Monday, May. 23, 1938

Piroguers

As indigenous to the bayou country as Mardi Gras are pirogues (canoes dug out of cypress logs). Louisiana's first mode of transportation, pirogues are still used by Cajun and Baratarian trappers to navigate the swamps and bayous south of New Orleans. Pirogues weigh from 50 to 100 pounds, are 18 inches wide, six to 20 feet long. Among Cajuns and Baratarians (descendants of Pirate Jean Lafitte's band of buccaneers) a pirogue is a family heirloom, the result of two or three years of painstaking labor.
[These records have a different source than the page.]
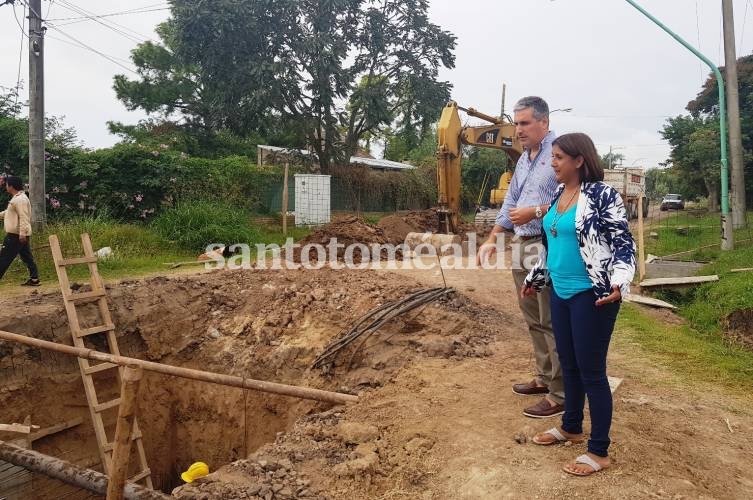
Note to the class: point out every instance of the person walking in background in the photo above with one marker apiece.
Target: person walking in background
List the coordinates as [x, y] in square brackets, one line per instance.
[589, 262]
[17, 223]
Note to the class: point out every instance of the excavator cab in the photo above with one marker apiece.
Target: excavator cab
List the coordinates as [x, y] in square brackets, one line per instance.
[500, 134]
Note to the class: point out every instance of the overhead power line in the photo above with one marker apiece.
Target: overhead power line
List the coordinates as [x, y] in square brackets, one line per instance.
[81, 44]
[20, 53]
[111, 14]
[134, 36]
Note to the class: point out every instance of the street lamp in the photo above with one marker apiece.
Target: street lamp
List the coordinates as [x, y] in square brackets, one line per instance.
[636, 161]
[728, 240]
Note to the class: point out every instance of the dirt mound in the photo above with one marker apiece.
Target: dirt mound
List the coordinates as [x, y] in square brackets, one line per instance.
[347, 231]
[267, 325]
[423, 220]
[395, 229]
[738, 327]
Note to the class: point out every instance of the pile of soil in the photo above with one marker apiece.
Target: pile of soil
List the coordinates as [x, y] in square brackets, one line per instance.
[738, 327]
[267, 325]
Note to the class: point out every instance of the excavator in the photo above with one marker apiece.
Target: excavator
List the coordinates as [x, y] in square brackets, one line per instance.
[500, 134]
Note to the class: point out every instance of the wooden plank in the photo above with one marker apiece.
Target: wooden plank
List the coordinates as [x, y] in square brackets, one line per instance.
[649, 301]
[19, 428]
[74, 324]
[95, 329]
[54, 429]
[107, 405]
[68, 473]
[99, 368]
[136, 434]
[688, 280]
[141, 475]
[121, 453]
[77, 260]
[83, 296]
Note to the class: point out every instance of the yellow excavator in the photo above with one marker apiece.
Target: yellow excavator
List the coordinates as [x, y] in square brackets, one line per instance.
[451, 137]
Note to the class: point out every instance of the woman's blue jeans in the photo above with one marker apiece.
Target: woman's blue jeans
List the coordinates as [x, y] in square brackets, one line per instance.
[582, 332]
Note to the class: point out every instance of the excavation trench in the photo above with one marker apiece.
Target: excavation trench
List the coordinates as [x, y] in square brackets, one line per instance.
[262, 324]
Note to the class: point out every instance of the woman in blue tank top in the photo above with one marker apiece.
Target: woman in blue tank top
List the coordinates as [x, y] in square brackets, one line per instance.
[589, 262]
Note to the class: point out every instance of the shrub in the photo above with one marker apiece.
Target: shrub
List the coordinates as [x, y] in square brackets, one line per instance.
[194, 224]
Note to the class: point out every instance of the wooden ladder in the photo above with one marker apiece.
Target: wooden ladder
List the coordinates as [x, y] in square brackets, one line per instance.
[71, 300]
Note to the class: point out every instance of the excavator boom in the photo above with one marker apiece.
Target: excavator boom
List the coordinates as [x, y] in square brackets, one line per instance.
[500, 134]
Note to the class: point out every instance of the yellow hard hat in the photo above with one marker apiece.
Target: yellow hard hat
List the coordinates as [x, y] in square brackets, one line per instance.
[197, 470]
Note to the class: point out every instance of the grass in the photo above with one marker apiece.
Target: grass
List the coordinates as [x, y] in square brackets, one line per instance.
[698, 350]
[695, 356]
[138, 249]
[708, 305]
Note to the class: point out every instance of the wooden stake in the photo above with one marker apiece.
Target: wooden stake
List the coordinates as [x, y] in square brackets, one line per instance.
[285, 202]
[641, 246]
[121, 453]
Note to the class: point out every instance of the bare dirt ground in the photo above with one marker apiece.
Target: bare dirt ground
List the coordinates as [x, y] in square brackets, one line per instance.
[436, 418]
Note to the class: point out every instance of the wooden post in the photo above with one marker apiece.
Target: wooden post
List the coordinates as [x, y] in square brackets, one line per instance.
[121, 452]
[285, 202]
[69, 473]
[641, 247]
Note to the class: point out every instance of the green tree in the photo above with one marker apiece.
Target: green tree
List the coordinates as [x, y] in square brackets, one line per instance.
[612, 160]
[706, 105]
[695, 156]
[333, 71]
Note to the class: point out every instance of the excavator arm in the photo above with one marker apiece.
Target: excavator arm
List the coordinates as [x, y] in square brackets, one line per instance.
[500, 134]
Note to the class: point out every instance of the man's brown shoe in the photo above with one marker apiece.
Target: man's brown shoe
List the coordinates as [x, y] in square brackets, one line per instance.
[544, 409]
[530, 388]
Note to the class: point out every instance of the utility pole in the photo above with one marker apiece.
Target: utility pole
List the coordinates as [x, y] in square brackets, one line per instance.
[502, 111]
[36, 116]
[737, 175]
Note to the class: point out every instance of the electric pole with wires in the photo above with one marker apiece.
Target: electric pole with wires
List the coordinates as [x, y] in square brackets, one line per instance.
[737, 176]
[36, 116]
First the tree trunk is scooped out with a mattock and fire, then chipped with a hand-ax and machete, finally scraped with a piece of broken glass until it is as smooth as a wooden salad bowl.

On the glassy Bayou Barataria last week, 70 of these homemade vessels lined up for the third annual four-mile race to determine the No. 1 piroguer of the U. S. Favorite with the 5,000 spectators who gathered under the ancient, moss draped oaks was 19-year-old Adam Billiot, winner in 1936 and 1937.
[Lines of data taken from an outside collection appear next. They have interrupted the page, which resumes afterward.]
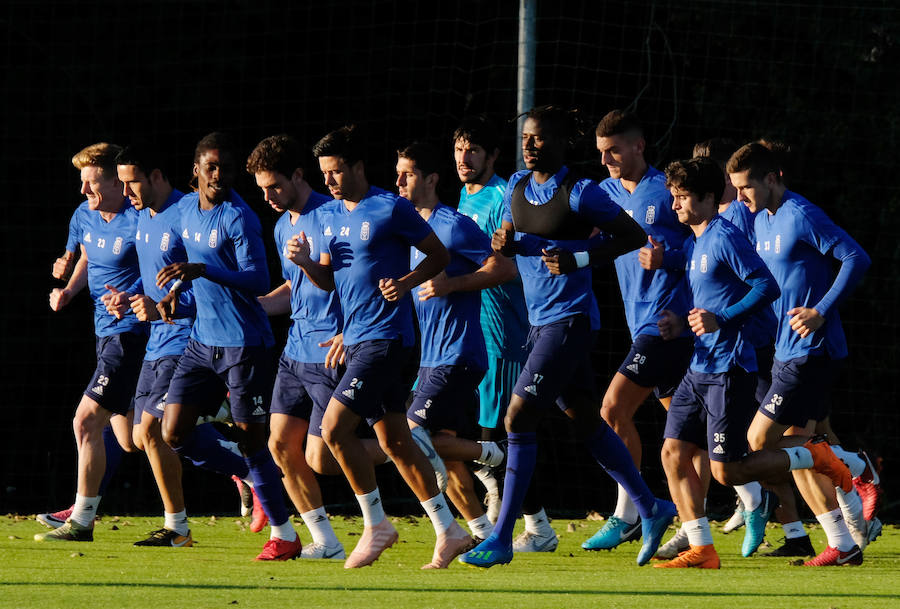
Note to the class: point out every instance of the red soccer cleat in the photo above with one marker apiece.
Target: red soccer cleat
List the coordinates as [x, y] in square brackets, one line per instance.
[259, 520]
[831, 557]
[868, 485]
[279, 549]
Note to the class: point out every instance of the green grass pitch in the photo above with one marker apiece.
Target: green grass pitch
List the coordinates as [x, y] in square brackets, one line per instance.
[219, 572]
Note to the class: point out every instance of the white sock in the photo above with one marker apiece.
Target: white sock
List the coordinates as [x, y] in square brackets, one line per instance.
[490, 454]
[698, 532]
[232, 446]
[370, 504]
[85, 510]
[284, 531]
[626, 510]
[439, 512]
[793, 530]
[853, 461]
[481, 526]
[177, 522]
[750, 494]
[487, 479]
[539, 524]
[850, 504]
[800, 457]
[836, 530]
[320, 527]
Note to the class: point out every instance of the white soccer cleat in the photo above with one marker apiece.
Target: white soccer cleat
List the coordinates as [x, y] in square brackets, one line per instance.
[423, 440]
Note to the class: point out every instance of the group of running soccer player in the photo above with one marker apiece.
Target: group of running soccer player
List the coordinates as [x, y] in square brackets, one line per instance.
[725, 274]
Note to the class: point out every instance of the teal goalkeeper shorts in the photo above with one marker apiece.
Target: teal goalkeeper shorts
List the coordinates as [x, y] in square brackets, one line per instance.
[495, 390]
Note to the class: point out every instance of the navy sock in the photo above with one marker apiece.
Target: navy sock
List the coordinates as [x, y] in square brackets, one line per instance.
[520, 463]
[267, 483]
[114, 454]
[611, 453]
[204, 449]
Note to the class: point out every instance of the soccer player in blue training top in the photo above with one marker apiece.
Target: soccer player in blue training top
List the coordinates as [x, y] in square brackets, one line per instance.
[759, 329]
[307, 376]
[713, 405]
[504, 321]
[865, 479]
[553, 214]
[159, 243]
[104, 228]
[231, 341]
[369, 232]
[653, 365]
[453, 357]
[798, 242]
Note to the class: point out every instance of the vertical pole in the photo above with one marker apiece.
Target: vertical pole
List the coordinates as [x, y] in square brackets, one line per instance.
[526, 67]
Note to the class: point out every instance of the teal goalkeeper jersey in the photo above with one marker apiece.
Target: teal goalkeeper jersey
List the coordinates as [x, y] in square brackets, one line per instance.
[504, 319]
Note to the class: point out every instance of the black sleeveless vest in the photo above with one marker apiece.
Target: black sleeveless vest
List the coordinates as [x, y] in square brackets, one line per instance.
[552, 220]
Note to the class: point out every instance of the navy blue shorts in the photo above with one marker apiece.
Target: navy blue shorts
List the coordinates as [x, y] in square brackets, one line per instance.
[204, 374]
[153, 386]
[764, 358]
[800, 390]
[661, 364]
[303, 390]
[714, 412]
[558, 369]
[446, 397]
[119, 359]
[376, 380]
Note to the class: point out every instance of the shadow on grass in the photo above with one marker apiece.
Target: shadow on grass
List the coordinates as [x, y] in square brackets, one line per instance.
[419, 590]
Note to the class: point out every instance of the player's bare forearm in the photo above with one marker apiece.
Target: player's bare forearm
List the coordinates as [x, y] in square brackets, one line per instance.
[627, 236]
[278, 301]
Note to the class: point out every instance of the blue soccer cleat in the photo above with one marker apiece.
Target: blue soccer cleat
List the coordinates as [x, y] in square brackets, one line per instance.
[653, 528]
[613, 533]
[488, 553]
[755, 522]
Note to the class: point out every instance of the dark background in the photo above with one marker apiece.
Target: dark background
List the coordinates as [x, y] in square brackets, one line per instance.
[824, 79]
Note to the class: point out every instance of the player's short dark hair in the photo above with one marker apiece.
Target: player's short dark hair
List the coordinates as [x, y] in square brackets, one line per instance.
[424, 155]
[699, 175]
[279, 153]
[479, 131]
[345, 143]
[718, 149]
[216, 141]
[619, 122]
[755, 158]
[143, 156]
[569, 124]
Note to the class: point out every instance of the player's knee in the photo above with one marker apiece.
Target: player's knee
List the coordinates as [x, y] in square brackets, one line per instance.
[727, 474]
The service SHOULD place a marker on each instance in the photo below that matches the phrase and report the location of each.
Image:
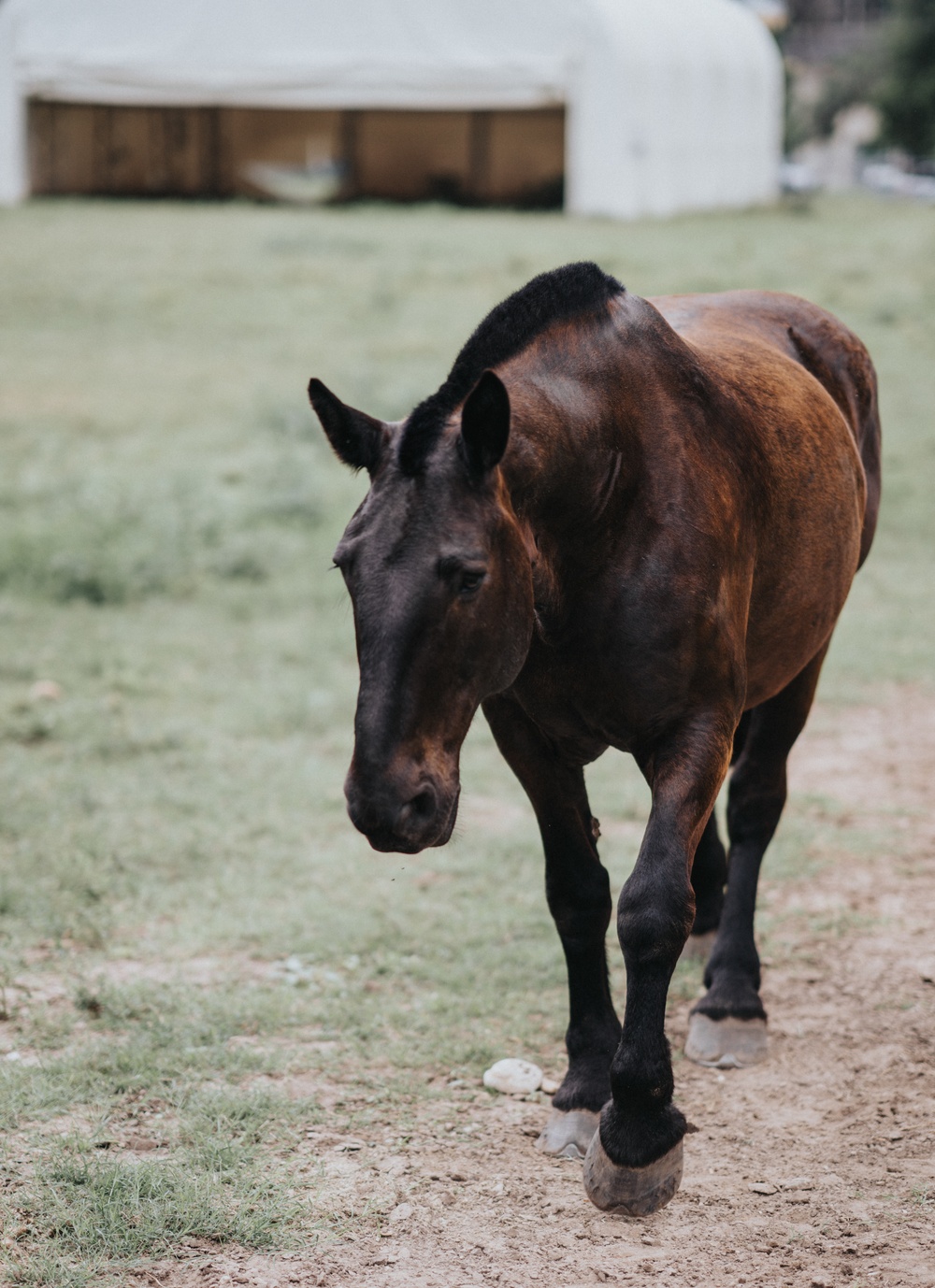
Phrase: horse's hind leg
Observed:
(727, 1025)
(710, 873)
(709, 878)
(579, 894)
Sitting in the centre of his pirogue, with one leg doubled under him, Adam Billiot furiously dug in his homemade paddle when he heard the starting bomb, jumped into a five-yard lead, zoomed past the fishermen's huts along the banks, crossed the finish line first, amid piercing pirogue yells of "Ay-la-baaa." But the first prize of $200 was not for Adam Billiot. After finishing his four-mile sprint he discovered that the bomb that sent him off was a prankster's firecracker.
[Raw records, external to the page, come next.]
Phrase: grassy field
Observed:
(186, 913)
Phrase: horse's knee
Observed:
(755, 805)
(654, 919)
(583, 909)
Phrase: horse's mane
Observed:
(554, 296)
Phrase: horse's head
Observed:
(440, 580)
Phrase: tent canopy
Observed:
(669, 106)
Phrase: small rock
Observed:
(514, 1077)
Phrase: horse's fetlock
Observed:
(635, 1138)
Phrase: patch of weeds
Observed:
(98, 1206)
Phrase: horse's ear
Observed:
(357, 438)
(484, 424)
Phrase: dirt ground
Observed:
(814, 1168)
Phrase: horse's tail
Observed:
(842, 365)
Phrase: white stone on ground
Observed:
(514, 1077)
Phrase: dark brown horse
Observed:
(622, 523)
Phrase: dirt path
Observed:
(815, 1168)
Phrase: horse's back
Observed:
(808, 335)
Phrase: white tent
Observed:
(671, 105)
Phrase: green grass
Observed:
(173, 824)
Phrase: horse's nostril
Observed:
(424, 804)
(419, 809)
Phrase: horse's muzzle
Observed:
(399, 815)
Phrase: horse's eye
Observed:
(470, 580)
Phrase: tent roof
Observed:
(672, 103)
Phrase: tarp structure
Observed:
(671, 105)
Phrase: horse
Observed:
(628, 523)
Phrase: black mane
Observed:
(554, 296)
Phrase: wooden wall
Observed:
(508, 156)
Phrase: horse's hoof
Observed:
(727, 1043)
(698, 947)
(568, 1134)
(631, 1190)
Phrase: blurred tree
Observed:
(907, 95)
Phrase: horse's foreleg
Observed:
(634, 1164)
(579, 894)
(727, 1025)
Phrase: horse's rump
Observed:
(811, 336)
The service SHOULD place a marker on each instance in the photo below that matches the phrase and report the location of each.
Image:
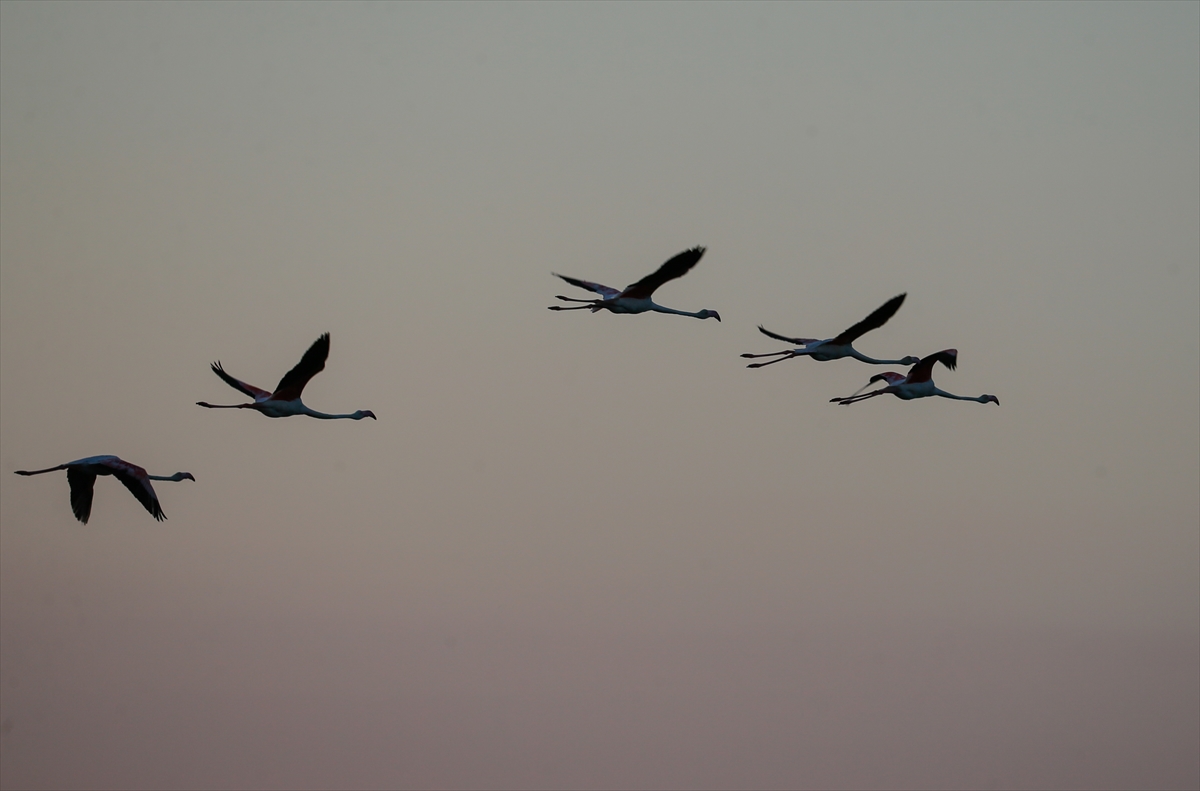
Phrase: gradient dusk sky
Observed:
(597, 551)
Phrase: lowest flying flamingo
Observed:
(636, 298)
(838, 347)
(82, 475)
(286, 400)
(918, 384)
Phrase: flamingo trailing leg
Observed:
(918, 384)
(837, 347)
(286, 400)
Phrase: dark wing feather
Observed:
(675, 268)
(82, 483)
(142, 489)
(875, 321)
(310, 365)
(798, 341)
(257, 394)
(607, 292)
(924, 370)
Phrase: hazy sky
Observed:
(586, 550)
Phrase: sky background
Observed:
(583, 551)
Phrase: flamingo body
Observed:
(82, 477)
(285, 401)
(636, 297)
(917, 384)
(835, 348)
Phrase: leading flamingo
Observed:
(286, 399)
(636, 298)
(82, 475)
(838, 347)
(918, 384)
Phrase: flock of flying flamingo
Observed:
(285, 400)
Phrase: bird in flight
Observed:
(636, 298)
(82, 475)
(918, 384)
(835, 348)
(286, 400)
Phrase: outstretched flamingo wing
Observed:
(595, 288)
(82, 481)
(798, 341)
(310, 365)
(136, 480)
(676, 267)
(257, 394)
(924, 370)
(875, 321)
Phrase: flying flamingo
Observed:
(286, 399)
(82, 475)
(636, 298)
(838, 347)
(918, 384)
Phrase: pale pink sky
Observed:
(595, 551)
Winner of the $200 was another Billiot named Israel, who won the official race an hour and a half later. Dipping his paddle 52 times a minute for the first two miles, 50 times a minute for the last two, Israel covered the distance in 45 min., 45 sec. Adam, who was too tired and disgusted to start in the official race, did not even get one of the 69 merchandise prizes that included two pigs and a bull.